New DCS Leadership Recruits More Foster Families, Improves Child Fatality Review Process
(New York, NY) – The new administration at the Tennessee Department of Children’s Services (DCS) has put the state’s recently-stalled child welfare reform effort “back on track” and has shown “focused and renewed attention” to the work that remains, according to a report filed today by a team of court-appointed federal monitors.
The report, evaluating the 2013 performance of DCS, is the 11th to be issued under a reform effort known as the Brian A. lawsuit, brought by national advocacy organization Children’s Rights and a team of Tennessee attorneys.
In 2010 the state was within striking distance of meeting and sustaining required changes to improve the way it cares for abused and neglected children, but progress halted over the next two years. Struggles to implement a new computer system and track and review child deaths plagued the administration of former Commissioner Kathryn O’Day.

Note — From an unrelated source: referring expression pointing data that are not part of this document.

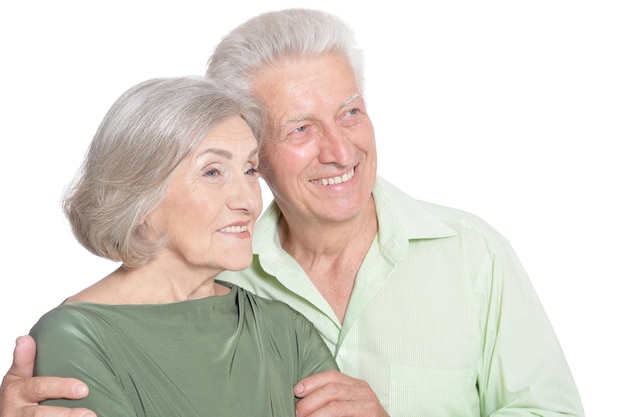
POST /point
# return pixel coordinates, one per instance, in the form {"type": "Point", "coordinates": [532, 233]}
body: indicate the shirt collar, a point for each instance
{"type": "Point", "coordinates": [400, 218]}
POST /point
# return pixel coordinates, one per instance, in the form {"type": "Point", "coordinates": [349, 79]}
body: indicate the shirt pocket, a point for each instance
{"type": "Point", "coordinates": [432, 392]}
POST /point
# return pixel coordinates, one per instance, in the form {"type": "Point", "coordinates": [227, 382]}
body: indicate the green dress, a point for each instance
{"type": "Point", "coordinates": [232, 355]}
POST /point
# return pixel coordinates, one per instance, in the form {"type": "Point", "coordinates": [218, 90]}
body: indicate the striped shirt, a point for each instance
{"type": "Point", "coordinates": [442, 320]}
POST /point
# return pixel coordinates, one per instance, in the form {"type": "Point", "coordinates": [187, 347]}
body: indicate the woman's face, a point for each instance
{"type": "Point", "coordinates": [213, 201]}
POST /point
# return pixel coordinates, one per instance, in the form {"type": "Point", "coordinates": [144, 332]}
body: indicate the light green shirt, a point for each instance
{"type": "Point", "coordinates": [442, 321]}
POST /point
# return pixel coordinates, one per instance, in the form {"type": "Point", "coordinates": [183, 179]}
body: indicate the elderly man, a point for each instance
{"type": "Point", "coordinates": [426, 308]}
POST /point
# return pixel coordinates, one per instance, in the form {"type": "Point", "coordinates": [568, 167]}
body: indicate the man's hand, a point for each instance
{"type": "Point", "coordinates": [20, 392]}
{"type": "Point", "coordinates": [332, 393]}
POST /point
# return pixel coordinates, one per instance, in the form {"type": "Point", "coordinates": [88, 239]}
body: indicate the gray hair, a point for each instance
{"type": "Point", "coordinates": [129, 164]}
{"type": "Point", "coordinates": [270, 37]}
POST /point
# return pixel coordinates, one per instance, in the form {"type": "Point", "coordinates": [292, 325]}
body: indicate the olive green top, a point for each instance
{"type": "Point", "coordinates": [232, 355]}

The latest report credits current DCS Commissioner Jim Henry with righting the direction of the reform.
The report notes the new administration made critical improvements last year, such as resolving computer issues that “posed a significant threat to the Department’s capacity to function,” and designing and implementing an appropriate process for tracking and reviewing child deaths. The state also managed to recruit and retain more foster families. In December 2013, Tennessee had 400 more foster families than it did in June 2012. DCS also made major investments in programs to help older youth transition from foster care to adulthood.
“These welcome improvements support our confidence in the current DCS leadership and the investments they are making to better serve children,” said Ira Lustbader, associate director of Children’s Rights. “We look forward to continuing to work with Commissioner Henry and his team, although we certainly haven’t reached the finish line yet. The state still has major work to do in order to fulfill the court-ordered promises it made to its children, and ensure they receive the protections and supports they deserve.”
Among the areas of concern, workers are still struggling with “front-line” key practice areas – data shows only 60 percent of children received adequate assessments of their needs, a critical aspect of social work needed to match children with the homes and supports they require. And caseworkers are not visiting kids frequently enough when they first enter care. Only about 57 percent of kids saw their caseworkers the required six times during their initial two months in custody. DCS is also struggling to ensure kids have monthly visits with their families when reunification is the goal. Only 55 percent of children with a goal of reunifying with their families visited with a parent at least once in December 2013, far from the 80-percent standard.
Filed in 2000 by Children’s Rights and co-counsel on behalf of all foster children in state custody, the class action known as Brian A. v. Haslam charged Tennessee’s mismanaged child welfare system with violating children’s constitutional rights and causing them irreparable physical and emotional harm. Co-counsel includes David Raybin of Hollins, Raybin & Weissman and Jacqueline Dixon of Weatherly, McNally & Dixon in Nashville; Robert Louis Hutton of Glankler Brown in Memphis; and Wade Davies of Ritchie, Fels & Dillard in Knoxville.